Get your pasta going:
Bring a large pot of salted water to boil and cook macaroni until just shy of done, it will finish in the sauce later
Build your base:
Melt butter over medium heat and whisk in flour, cooking for one minute until it bubbles and smells slightly nutty
Create the béchamel:
Slowly pour in milk while whisking constantly, keep stirring until the sauce thickens enough to coat the back of a spoon
Melt in the magic:
Lower the heat and stir in both cheeses until completely melted and smooth, then add your seasonings
Bring it together:
Fold in the cooked pasta and let everything hang out for a minute so the noodles soak up some sauce
The optional golden crown:
Mix panko with melted butter and Parmesan, sprinkle over the top, and bake at 200°C until bubbly and golden
Rich and cheesy Boursin mac and cheese pasta coated in smooth white herb sauce Save
Rich and cheesy Boursin mac and cheese pasta coated in smooth white herb sauce | rusticpinrecipes.com

My sister called me from the grocery store while I was testing this recipe, sounding skeptical about the Boursin. Two days later she texted me a photo of an empty baking dish and said it was the best mac and cheese she had ever made. Sometimes the simplest twists are the ones that change everything.

Make It Your Own

I've tried every Boursin flavor and the garlic and herbs remains my favorite, but the pepper version adds a lovely warmth. The shallot and chive works beautifully if you want something milder. Don't be afraid to experiment with different combinations.

Serving Suggestions

This makes an incredible main dish but also shines as a side alongside roasted chicken or grilled steak. I've served it at everything from casual weeknight dinners to holiday gatherings, and it never fails to disappear quickly.

Storage and Reheating

The sauce absorbs into the pasta overnight, which some people actually prefer. Reheat gently with a splash of milk to bring back the creaminess.
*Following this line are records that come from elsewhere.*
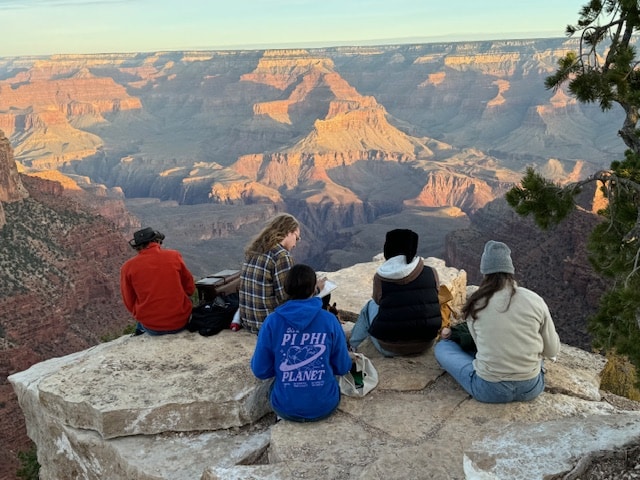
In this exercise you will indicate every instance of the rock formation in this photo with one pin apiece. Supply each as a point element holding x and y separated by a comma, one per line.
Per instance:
<point>553,263</point>
<point>59,274</point>
<point>11,188</point>
<point>187,407</point>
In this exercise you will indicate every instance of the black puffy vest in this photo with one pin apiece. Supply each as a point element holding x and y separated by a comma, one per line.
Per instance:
<point>408,312</point>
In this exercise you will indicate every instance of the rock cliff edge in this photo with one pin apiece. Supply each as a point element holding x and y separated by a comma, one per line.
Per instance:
<point>188,407</point>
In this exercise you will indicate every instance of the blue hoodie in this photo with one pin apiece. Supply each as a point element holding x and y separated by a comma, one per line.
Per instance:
<point>304,348</point>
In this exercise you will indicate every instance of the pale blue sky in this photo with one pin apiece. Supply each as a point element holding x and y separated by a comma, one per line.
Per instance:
<point>34,27</point>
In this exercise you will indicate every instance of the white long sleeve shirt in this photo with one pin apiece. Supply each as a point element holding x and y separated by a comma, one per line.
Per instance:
<point>513,337</point>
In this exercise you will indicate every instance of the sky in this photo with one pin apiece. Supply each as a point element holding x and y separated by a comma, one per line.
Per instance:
<point>44,27</point>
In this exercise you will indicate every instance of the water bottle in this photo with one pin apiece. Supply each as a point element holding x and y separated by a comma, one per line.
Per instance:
<point>235,322</point>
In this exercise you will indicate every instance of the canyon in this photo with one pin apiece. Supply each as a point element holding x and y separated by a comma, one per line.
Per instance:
<point>345,138</point>
<point>207,146</point>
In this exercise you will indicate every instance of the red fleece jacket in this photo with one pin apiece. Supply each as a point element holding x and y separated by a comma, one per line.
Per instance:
<point>156,287</point>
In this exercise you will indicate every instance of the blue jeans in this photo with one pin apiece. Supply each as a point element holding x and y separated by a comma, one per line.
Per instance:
<point>361,328</point>
<point>458,364</point>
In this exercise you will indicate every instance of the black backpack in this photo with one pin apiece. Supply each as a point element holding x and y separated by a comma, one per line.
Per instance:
<point>212,317</point>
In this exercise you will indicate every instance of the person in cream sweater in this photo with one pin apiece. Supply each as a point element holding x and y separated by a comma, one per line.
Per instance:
<point>513,332</point>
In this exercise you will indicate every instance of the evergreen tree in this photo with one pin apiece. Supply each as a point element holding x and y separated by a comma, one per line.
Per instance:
<point>604,70</point>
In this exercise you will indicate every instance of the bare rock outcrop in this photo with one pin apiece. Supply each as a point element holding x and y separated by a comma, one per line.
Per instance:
<point>187,407</point>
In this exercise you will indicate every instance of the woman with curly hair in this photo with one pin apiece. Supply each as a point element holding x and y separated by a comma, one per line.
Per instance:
<point>263,273</point>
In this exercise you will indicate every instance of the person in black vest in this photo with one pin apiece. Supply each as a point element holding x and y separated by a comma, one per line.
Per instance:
<point>403,316</point>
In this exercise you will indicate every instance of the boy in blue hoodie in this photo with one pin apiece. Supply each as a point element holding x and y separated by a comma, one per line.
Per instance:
<point>304,348</point>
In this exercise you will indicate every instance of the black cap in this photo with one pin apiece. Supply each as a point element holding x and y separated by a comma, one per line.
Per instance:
<point>145,235</point>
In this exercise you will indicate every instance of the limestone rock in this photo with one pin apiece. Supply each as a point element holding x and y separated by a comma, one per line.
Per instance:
<point>187,407</point>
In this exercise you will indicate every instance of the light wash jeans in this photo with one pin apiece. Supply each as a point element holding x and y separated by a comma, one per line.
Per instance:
<point>458,364</point>
<point>360,330</point>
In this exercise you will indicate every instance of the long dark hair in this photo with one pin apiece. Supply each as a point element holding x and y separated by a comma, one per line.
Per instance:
<point>489,285</point>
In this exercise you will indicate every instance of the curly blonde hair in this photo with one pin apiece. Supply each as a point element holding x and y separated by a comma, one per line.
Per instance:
<point>272,234</point>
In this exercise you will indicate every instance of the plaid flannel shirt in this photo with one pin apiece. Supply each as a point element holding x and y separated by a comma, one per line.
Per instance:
<point>262,286</point>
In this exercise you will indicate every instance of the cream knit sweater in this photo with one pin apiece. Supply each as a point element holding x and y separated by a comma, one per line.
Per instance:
<point>512,338</point>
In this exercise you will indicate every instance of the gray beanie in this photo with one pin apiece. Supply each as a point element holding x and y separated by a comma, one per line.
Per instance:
<point>496,258</point>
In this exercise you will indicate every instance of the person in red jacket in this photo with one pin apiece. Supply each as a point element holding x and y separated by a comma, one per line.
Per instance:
<point>156,285</point>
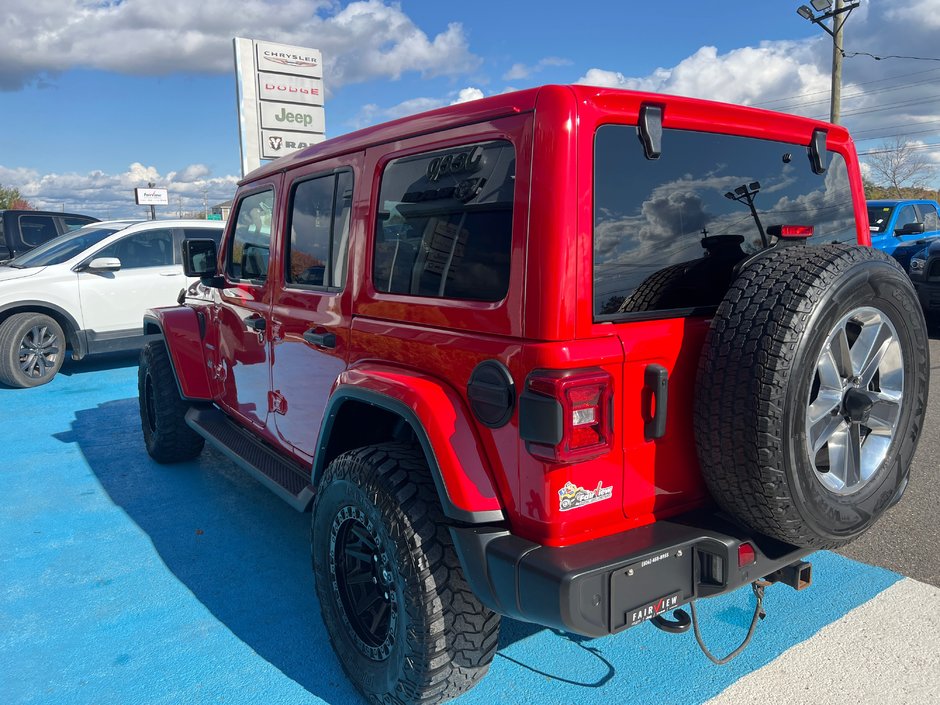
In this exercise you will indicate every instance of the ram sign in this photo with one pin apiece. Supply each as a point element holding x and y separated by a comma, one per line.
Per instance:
<point>280,99</point>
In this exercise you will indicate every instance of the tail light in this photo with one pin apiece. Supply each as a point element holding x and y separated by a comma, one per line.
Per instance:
<point>790,231</point>
<point>565,417</point>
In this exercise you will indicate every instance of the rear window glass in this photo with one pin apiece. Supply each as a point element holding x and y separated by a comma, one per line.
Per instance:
<point>74,222</point>
<point>37,229</point>
<point>668,232</point>
<point>444,226</point>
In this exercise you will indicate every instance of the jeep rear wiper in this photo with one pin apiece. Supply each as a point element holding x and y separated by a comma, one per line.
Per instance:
<point>745,194</point>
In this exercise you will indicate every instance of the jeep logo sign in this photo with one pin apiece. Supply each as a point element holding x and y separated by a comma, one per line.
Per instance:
<point>300,118</point>
<point>280,99</point>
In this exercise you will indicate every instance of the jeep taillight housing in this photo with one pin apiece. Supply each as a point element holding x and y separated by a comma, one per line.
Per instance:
<point>565,417</point>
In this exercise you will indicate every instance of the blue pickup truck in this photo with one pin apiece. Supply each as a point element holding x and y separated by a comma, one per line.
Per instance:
<point>903,227</point>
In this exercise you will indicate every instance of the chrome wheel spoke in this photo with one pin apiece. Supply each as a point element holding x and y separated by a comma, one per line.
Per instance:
<point>847,439</point>
<point>869,350</point>
<point>884,413</point>
<point>823,429</point>
<point>840,352</point>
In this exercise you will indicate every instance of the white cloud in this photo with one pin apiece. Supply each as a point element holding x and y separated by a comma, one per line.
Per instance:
<point>467,94</point>
<point>747,76</point>
<point>520,71</point>
<point>364,40</point>
<point>371,113</point>
<point>112,195</point>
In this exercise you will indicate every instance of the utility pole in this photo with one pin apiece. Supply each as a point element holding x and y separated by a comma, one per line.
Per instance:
<point>838,22</point>
<point>835,95</point>
<point>153,211</point>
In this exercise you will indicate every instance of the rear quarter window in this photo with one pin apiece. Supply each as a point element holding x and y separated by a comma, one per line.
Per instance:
<point>444,224</point>
<point>668,232</point>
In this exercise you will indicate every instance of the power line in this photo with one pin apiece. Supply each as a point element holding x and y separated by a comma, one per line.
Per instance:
<point>890,56</point>
<point>862,83</point>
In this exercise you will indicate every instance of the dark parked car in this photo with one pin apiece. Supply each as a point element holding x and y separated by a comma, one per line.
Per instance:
<point>925,273</point>
<point>22,230</point>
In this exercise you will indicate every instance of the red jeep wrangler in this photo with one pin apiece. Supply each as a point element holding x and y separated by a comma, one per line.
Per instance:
<point>573,355</point>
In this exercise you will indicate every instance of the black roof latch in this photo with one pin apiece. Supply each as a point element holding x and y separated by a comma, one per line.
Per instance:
<point>817,151</point>
<point>650,130</point>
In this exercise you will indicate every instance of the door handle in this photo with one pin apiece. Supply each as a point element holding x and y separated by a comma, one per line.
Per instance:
<point>656,379</point>
<point>320,339</point>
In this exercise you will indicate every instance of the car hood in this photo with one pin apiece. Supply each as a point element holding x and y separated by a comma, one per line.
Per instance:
<point>10,273</point>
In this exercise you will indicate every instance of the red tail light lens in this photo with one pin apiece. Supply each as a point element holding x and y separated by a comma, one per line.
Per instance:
<point>566,417</point>
<point>791,231</point>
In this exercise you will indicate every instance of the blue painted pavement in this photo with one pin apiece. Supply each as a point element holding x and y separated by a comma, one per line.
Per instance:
<point>123,581</point>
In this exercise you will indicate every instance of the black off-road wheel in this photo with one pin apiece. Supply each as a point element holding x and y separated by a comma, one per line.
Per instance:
<point>32,350</point>
<point>811,393</point>
<point>399,613</point>
<point>162,410</point>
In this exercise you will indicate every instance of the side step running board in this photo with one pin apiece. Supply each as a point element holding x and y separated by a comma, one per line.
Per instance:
<point>287,479</point>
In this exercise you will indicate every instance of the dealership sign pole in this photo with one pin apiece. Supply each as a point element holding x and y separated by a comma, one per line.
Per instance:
<point>280,99</point>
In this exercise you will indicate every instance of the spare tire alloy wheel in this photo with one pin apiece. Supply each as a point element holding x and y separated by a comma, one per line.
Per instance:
<point>811,393</point>
<point>855,400</point>
<point>32,348</point>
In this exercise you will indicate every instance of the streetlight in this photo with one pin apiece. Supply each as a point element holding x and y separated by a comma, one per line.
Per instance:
<point>838,23</point>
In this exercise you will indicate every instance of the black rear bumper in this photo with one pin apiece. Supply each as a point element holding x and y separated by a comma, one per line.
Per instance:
<point>606,585</point>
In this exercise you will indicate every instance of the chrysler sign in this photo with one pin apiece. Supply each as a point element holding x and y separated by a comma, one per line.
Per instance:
<point>280,100</point>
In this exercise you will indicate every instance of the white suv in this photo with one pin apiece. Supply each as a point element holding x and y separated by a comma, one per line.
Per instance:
<point>87,291</point>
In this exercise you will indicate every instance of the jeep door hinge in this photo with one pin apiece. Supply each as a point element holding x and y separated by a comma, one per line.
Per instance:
<point>277,403</point>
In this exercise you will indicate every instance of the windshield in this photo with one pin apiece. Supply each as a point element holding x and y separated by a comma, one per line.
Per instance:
<point>64,247</point>
<point>668,233</point>
<point>878,217</point>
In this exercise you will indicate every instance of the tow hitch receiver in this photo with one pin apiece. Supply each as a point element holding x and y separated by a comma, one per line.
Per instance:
<point>797,575</point>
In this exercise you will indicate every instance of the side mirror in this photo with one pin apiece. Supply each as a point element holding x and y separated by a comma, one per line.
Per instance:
<point>103,264</point>
<point>910,229</point>
<point>200,258</point>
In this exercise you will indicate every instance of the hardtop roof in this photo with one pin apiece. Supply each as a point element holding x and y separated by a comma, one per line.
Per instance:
<point>614,100</point>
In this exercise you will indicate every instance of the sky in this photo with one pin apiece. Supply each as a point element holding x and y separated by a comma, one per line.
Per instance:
<point>100,97</point>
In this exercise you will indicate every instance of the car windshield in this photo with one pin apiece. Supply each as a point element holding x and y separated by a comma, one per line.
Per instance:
<point>64,247</point>
<point>878,217</point>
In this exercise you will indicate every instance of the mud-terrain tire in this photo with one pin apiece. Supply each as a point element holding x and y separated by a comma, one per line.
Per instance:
<point>32,350</point>
<point>162,410</point>
<point>378,539</point>
<point>811,393</point>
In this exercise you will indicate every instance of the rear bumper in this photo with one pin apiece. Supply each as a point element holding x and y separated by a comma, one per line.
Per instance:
<point>606,585</point>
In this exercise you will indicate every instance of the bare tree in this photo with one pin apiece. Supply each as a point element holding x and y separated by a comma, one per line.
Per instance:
<point>900,163</point>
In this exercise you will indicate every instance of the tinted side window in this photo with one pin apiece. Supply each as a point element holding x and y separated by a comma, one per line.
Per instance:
<point>203,234</point>
<point>444,226</point>
<point>152,248</point>
<point>669,232</point>
<point>905,215</point>
<point>319,231</point>
<point>37,229</point>
<point>931,220</point>
<point>248,255</point>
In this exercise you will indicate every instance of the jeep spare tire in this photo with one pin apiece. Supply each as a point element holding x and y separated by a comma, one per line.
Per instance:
<point>811,392</point>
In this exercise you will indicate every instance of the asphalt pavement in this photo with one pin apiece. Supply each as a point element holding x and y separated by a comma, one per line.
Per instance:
<point>907,538</point>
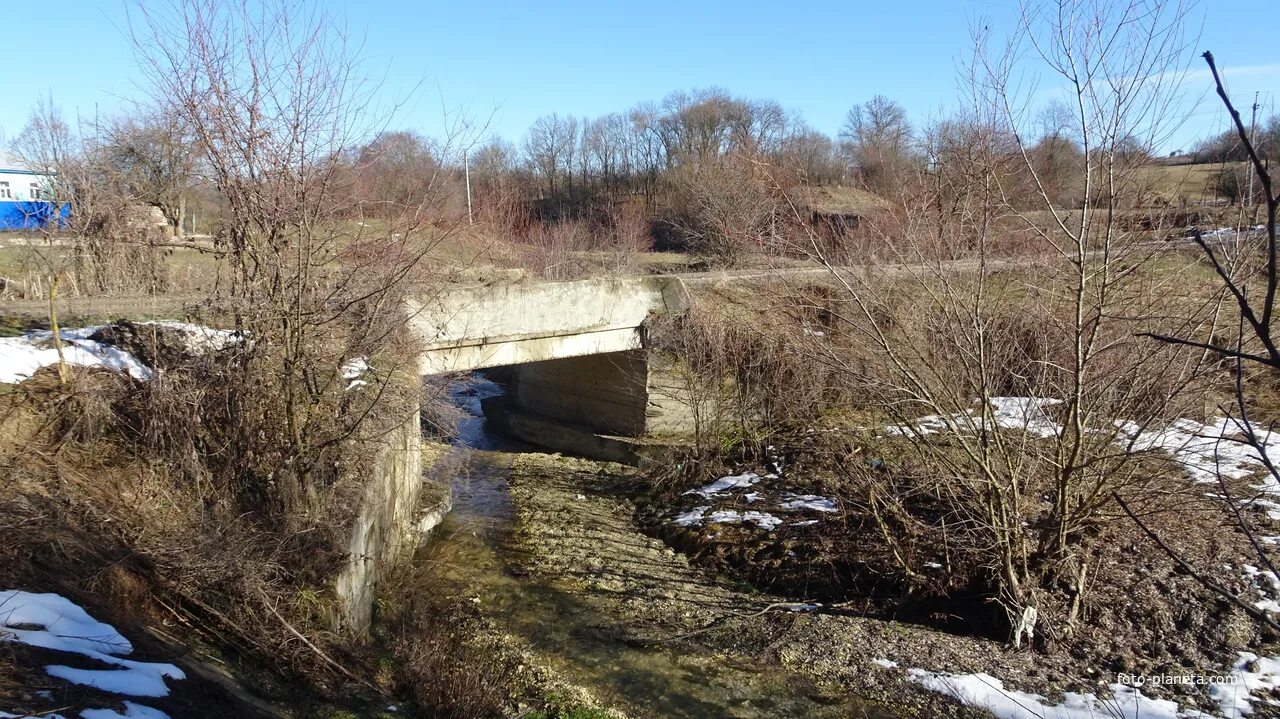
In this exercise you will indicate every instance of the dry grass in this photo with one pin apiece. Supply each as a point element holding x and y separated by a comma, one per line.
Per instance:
<point>1183,184</point>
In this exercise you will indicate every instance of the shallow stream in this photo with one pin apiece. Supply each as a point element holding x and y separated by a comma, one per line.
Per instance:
<point>575,635</point>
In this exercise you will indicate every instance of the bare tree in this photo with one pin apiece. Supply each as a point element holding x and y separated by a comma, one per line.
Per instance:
<point>877,140</point>
<point>154,158</point>
<point>1029,379</point>
<point>275,108</point>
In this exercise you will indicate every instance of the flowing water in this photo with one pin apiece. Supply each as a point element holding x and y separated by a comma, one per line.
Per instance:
<point>574,636</point>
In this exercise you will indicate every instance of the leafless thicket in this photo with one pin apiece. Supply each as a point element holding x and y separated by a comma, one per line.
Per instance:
<point>988,343</point>
<point>1249,276</point>
<point>275,106</point>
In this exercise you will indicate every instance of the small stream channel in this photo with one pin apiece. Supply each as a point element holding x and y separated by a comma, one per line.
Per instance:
<point>574,636</point>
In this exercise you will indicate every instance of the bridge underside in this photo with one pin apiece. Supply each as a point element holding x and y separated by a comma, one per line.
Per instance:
<point>581,379</point>
<point>621,407</point>
<point>499,325</point>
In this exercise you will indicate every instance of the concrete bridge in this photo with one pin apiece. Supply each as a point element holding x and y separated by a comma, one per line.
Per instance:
<point>581,380</point>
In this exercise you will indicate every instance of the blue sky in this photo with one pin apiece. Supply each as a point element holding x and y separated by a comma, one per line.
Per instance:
<point>510,62</point>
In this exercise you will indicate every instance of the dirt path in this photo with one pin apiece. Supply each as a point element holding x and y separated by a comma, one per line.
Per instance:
<point>576,532</point>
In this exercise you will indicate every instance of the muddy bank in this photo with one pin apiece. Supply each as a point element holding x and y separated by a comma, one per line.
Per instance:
<point>576,531</point>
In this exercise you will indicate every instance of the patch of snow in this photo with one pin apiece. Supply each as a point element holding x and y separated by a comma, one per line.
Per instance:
<point>1266,585</point>
<point>69,627</point>
<point>987,692</point>
<point>1235,697</point>
<point>137,678</point>
<point>1025,413</point>
<point>199,338</point>
<point>808,502</point>
<point>691,517</point>
<point>355,369</point>
<point>1205,449</point>
<point>22,356</point>
<point>762,520</point>
<point>64,626</point>
<point>725,484</point>
<point>131,711</point>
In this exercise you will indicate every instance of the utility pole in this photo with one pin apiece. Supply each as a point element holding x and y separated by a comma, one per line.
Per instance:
<point>1253,137</point>
<point>466,169</point>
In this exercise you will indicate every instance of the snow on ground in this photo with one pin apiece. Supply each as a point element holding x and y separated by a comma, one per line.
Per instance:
<point>199,338</point>
<point>131,711</point>
<point>22,356</point>
<point>1267,585</point>
<point>698,514</point>
<point>1008,412</point>
<point>808,502</point>
<point>1238,694</point>
<point>352,370</point>
<point>1251,673</point>
<point>1205,449</point>
<point>691,517</point>
<point>725,484</point>
<point>766,521</point>
<point>1202,449</point>
<point>62,626</point>
<point>763,520</point>
<point>987,692</point>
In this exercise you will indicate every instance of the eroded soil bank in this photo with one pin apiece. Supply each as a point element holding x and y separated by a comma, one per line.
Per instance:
<point>554,568</point>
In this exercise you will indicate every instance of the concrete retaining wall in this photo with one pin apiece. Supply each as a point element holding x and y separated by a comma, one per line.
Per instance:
<point>384,527</point>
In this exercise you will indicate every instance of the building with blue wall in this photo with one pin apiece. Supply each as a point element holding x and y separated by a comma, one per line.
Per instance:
<point>26,197</point>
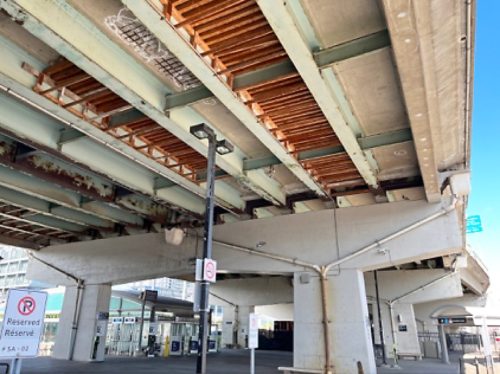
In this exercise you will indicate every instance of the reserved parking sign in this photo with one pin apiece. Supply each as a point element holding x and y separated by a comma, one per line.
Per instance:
<point>22,326</point>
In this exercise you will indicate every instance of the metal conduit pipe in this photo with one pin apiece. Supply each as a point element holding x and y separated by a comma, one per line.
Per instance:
<point>323,270</point>
<point>403,296</point>
<point>397,234</point>
<point>80,286</point>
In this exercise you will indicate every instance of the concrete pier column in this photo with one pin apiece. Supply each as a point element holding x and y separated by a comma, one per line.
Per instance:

  • The baked version with topping doesn't reheat quite as crispy but still tastes delicious
  • Portion leftovers into individual containers for easy lunch prep throughout the week
  • Never microwave this dish on high or the sauce can separate and become oily
Homemade Boursin mac and cheese casserole with melted cheddar and crispy panko crust Save
Homemade Boursin mac and cheese casserole with melted cheddar and crispy panko crust | rusticpinrecipes.com

There's something deeply comforting about a bowl of this mac and cheese, like a warm hug on a cold day. Hope it brings as much joy to your table as it has to mine.

Recipe FAQs

Boursin brings a complex blend of garlic and fine herbs that creates instant depth without needing additional spices. Its creamy texture melts smoothly into sauce while adding tangy sophistication that elevates traditional cheddar-based preparations.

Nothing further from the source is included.